De acordo com o documento, as emissões decorrentes do desmatamento serão 29% maiores em 2020 considerando a média dos últimos cinco anos nos meses de maio a julho. Esse aumento deve compensar a queda de emissões nos setores de energia e na produção industrial.

A organização estima que se o desmatamento em maio, junho e julho for semelhante ao do ano passado neste mesmo período, as emissões na Amazônia podem ser 51% maiores do que em 2018 – o desmatamento é calculado entre agosto de um ano e julho do ano seguinte.

O setor de transportes, afetado pela pandemia, principalmente nos transportes aéreo e no individual de passageiros, teve queda baixa de 1% nas emissões – o consumo de diesel no transporte de cargas teve aumento.

Em 2018, o Brasil emitiu 1,9 bilhão de toneladas brutas de CO2. A expectativa é de que as emissões em 2020 fiquem entre 2,1 bilhões e 2,3 bilhões de toneladas brutas, a depender do avanço do desmatamento na Amazônia.

“O efeito da pandemia é redução das emissões no mundo inteiro.
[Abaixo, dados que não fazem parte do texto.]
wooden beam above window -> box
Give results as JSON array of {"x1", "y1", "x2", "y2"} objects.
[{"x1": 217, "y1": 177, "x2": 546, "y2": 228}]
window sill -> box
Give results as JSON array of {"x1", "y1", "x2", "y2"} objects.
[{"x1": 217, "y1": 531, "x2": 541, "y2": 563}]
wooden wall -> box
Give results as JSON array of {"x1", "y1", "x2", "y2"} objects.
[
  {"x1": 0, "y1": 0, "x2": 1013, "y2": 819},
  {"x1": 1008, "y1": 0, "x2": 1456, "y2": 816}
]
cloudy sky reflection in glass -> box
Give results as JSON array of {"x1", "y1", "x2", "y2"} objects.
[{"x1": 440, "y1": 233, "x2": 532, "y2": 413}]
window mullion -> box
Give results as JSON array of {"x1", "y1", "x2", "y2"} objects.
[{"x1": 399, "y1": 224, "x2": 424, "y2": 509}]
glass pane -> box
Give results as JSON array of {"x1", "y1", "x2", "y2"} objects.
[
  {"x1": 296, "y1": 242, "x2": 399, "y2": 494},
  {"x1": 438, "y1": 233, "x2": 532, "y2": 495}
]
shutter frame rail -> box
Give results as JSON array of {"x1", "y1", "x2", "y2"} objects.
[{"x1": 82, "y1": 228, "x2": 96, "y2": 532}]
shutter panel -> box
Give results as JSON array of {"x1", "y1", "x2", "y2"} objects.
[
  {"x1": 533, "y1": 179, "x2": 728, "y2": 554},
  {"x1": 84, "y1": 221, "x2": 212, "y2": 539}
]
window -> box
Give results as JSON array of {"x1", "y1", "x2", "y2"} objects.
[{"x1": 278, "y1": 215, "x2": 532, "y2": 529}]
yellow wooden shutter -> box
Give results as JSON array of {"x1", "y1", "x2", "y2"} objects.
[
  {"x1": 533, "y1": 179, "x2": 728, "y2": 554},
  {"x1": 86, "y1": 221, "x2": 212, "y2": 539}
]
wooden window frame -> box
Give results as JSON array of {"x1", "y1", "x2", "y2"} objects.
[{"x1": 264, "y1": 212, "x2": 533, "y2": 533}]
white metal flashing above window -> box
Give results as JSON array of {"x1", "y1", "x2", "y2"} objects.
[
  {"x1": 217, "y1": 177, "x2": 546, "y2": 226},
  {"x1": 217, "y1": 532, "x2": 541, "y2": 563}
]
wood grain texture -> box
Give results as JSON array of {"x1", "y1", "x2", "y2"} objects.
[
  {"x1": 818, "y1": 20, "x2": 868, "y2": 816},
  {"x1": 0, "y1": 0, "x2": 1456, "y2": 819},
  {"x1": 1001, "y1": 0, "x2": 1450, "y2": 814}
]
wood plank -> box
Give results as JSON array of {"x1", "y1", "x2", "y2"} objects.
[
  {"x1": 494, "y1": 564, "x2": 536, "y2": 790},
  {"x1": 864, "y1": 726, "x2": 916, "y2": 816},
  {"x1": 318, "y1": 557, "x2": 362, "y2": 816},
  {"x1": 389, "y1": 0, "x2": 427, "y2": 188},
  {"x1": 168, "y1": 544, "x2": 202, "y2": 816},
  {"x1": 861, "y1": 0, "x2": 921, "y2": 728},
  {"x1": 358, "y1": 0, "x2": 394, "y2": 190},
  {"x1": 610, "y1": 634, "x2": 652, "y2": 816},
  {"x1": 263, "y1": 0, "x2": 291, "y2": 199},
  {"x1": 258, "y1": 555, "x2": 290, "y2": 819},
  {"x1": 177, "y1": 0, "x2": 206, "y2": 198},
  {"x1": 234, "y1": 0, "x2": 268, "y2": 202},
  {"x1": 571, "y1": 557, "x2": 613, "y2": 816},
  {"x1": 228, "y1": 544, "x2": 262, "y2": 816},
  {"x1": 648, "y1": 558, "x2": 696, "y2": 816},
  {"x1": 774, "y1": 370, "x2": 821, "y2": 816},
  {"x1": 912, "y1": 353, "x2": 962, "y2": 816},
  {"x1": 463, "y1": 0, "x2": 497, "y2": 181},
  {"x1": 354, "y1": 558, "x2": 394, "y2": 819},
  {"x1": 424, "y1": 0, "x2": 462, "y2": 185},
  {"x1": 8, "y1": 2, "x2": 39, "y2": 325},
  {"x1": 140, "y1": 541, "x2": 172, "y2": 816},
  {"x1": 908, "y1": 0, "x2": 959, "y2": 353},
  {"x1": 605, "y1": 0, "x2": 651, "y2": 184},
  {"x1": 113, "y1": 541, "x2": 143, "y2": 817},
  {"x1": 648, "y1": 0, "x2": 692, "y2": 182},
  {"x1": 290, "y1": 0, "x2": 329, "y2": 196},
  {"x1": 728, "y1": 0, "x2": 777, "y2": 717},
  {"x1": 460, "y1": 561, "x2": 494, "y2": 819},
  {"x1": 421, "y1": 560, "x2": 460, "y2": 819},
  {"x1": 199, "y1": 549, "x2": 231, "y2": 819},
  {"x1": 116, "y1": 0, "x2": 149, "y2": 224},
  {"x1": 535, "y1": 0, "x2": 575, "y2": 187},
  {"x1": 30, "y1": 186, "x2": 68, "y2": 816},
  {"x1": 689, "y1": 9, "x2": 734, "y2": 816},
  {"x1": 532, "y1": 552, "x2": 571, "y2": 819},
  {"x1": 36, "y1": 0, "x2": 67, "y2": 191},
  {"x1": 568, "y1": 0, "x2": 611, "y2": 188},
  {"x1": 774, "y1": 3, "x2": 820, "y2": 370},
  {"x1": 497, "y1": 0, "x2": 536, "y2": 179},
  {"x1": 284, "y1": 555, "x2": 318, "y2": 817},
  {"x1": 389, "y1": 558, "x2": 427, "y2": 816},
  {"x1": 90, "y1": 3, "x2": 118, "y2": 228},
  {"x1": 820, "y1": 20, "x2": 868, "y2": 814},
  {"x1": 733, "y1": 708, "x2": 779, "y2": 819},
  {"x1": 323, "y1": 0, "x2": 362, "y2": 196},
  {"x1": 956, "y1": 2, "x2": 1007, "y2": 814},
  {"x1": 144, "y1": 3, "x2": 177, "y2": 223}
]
Mas, no Brasil, temos a maior parte das emissões vinculadas a mudanças do uso da terra, que estão descoladas da Covid-19”, explicou Tasso Azevedo, coordenador do Seeg.

As estimativas deste ano afastam o Brasil do cumprimento de metas da Política Nacional de Mudança do Clima, que prevê números decrescentes para 2020, e do Acordo de Paris, que prevê a emissão de 1,3 bilhão de toneladas brutas de CO2 para 2025.

“A aceleração do desmatamento e das emissões decorre diretamente das ações do governo Bolsonaro de desmontar os planos de controle, por um lado, e estimular o crime ambiental, por outro. O Brasil se tornou uma ameaça ao Acordo de Paris, num momento em que precisamos mais do que nunca avançar na estabilização do clima, para evitar uma outra grave crise de proporções mundiais”, completou Marcio Astrini, secretário-executivo do Observatório do Clima.

Em nota, o Ministério do Meio Ambiente não rebateu os dados do desmatamento, mas criticou o grupo responsável pela estimativa.

“Essa entidade e seus membros não tem postura construtiva. Sobrevivem do alarmismo e de angariar fundos para falar mal do Brasil aqui e no exterior”, afirmou o ministério.